Written by Matt Wilding

To my shame Edward Sharpe and the Magnetic Zeros are a band that I only became aware of last week. Compounding my shame even further I only became aware of their existence when I happened to be hear their song ‘Home’ on Fearne Cotton’s Radio One show. That this instantly infectious song has been around for a few years, without me hearing it, felt like an instant travesty, but I’m somewhat of a musical throwback anyway, so don’t let this fact deter you from sampling their quality.

Formed in 2007, the eponymous Edward Sharpe is the alter ego of lead singer Alex Ebert, also of Ima Robot, who began touring as The Magnetic Zeros in 2009. After a chance encounter between Ebert and female vocalist Jade Castrinos, they, along with an accumulation of a merry troop of musicians toured America, strictly by bus, released their first album, Up From Below, in the summer of 2009. Fresh from their performances at the Reading and Leeds Festivals they descend upon Shepherd Bush Empire.
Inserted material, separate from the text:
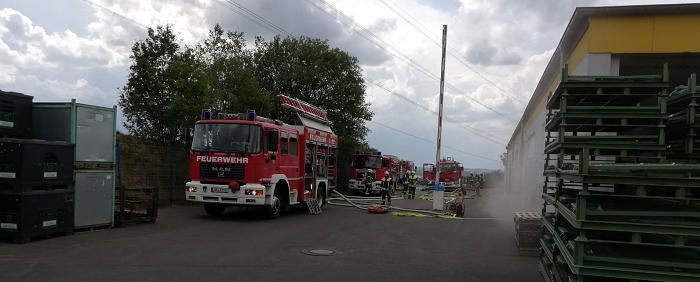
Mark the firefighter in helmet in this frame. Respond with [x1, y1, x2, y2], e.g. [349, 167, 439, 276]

Opening with the Arcade Fire like '40 Day Dream', the chorus rings out "it’s the magical mystery kind," and the immediate thought it that we as an audience may well be in for something not quite ordinary.

Ebert himself is a stick thin Jesus with a scraggy beard and matted hair, recalling Oliver Stone’s interpretation of Jim Morrison, he is an instantly engaging, undeniably eccentric, crowd baiting, sing-along encouraging, shamanic character. He is the heart and soul of the band- instigating, venue wide, palm slapping accompaniment and regularly popping into the audience to hug his adoring crowd, and engaging happily with said crowd with his decidedly hippy ethos.

It has to be said that Edward Sharpe and the Magnetic Zeros may not be to all tastes. The aforementioned hippy ideals might turn some people off, but in the true spirit of the night, this sold out crowd fully embrace their sometimes preachy psychedelic folk and thankfully appreciate this all too often missing display of passion and musical quality. Everything from their moon dangling, star spangling, stage set-up, to their ability to spread temporary harmony is a rarity in today’s barren musical landscape. With each passing song there is the undeniable sense that we are building to something special. As good as their songs sound recorded, to be enjoyed in their full splendour they must be seen live. Songs like ‘Jangling’ and ‘Jade’ are full of xylophones, bongos and subtle snares, as refreshingly immediate as they are fundamentally timeless.

The moment the entire venue has seemingly been waiting for, the recognisable whistle of ‘Home’ echoes out to audience wide adulation, and as the female vocal calls out "Alabama, Arkansas," the crowd sing each line back word for word, twirling each other around, dancing in the aisles, swaying, linking arms and holding hands. It is without a doubt the stand out track of the night. A song that reminds you of the best summer of your life that you can just about remember, it is an anthem to true love, friendship and joy that is undeniably infectious. Indeed with all their talk of harmony and love, you can’t help but feel that amongst their hippy clichés, this band may just be on to something.

With one more song to play you wonder just how they intend to top such a euphoric high, but Alex Ebert has one more trick up his dangly sleeve. Wading into the crowd once more he instructs everyone to take a seat, and taking the lead himself, his command is obeyed almost as soon as the request has left his lips. As the band, where possible, perch themselves on the edge of the stage, and ease into the serene ‘Brother’ an immaculately observed Remembrance Day style silence can be heard. Cross legged Ebert sings “And away he gone day and away he gone night,” giving us the perfect end to the perfect show. It is a beautiful moment that is a pleasure to witness and be a part of.

To rapturous applause the band depart with no suggestion or need of an encore. As they do so you can’t help but feel in awe of this musical collective and their unflinching ability to spread love and bring happiness to all. Without a doubt Edward Sharpe and the Magnetic Zeros are a band that possess a rare gift. They have the ability to draw you into their own intimate moments, connecting you with their own specific feelings, as if you were part of them yourself. What’s more, they do it so effortlessly that you can’t help but feel that this is a band you want to be a part of, or at the very least a fan of.